Juan, when are you posting about the Scarlet Letter administrator from BISD? What do you know?
There is no organization, person or facility in Browntown that is capable of managing the collection. The original images are safe where they are now. Browntown can have copies but not the original plates. You can see the images on line anyway.

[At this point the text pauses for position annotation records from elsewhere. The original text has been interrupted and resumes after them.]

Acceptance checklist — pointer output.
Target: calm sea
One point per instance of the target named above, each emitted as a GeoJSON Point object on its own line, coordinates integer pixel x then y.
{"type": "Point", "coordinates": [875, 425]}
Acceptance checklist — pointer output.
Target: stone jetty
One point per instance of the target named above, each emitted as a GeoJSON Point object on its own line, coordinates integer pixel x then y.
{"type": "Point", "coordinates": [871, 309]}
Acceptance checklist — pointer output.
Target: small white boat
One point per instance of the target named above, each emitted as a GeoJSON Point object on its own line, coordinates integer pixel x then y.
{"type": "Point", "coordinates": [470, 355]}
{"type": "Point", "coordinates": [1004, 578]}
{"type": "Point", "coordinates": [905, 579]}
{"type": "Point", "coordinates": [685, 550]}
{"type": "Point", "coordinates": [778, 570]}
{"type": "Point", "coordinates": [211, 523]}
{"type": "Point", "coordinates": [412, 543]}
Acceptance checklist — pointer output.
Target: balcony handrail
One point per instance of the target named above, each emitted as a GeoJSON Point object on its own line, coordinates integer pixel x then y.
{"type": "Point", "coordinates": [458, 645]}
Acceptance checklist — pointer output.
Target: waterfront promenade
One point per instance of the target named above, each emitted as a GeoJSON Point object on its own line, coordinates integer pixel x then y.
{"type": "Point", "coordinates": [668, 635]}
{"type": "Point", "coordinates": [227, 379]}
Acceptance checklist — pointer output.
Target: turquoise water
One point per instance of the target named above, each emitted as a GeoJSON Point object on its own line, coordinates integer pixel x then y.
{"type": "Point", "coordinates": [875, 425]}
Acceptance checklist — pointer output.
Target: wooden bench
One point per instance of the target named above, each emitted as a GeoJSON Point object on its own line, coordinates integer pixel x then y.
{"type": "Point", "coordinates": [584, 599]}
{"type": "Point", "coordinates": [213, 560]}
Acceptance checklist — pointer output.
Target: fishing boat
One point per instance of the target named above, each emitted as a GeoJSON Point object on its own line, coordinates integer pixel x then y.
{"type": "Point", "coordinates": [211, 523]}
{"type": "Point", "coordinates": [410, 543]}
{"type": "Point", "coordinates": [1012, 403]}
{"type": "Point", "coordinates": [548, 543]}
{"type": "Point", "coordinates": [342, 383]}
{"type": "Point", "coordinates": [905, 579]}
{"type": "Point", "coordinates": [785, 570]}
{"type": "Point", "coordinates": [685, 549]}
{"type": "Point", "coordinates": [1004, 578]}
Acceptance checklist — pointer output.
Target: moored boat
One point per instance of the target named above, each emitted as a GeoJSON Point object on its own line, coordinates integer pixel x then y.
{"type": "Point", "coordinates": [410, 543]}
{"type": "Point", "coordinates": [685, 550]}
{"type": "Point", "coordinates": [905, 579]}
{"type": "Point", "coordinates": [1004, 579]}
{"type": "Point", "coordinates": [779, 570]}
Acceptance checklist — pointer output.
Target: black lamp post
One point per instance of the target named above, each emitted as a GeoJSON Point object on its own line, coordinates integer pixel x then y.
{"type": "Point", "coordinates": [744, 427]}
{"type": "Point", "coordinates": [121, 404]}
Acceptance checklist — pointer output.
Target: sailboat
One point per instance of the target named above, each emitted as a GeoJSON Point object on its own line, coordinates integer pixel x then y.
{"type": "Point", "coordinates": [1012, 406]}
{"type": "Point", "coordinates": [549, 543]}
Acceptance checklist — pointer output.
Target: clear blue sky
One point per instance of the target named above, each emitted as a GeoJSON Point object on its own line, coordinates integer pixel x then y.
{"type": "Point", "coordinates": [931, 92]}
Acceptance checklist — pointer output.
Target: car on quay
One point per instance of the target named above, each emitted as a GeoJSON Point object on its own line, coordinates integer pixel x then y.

Éstas son las inconsistencias de Donald Trump sobre el ataque a una lancha en el Caribe
Expertos en seguridad ponen en duda las afirmaciones del presidente estadunidense, Donald Trump, sobre la operación del ejército que aniquiló el martes pasado una lancha rápida con personas a bordo en aguas del Caribe frente a Venezuela. Parece más una "ejecución extrajudicial", consideran.
you are correct
What happened to the towing story?!!!
Shit!!!
The flora and fauna in the RGV is unique and precious. Our once lush flora is known as a tropical thorny forest. Nobody cares about this thing anymore. SpaceX came and ruined the wilderness out there.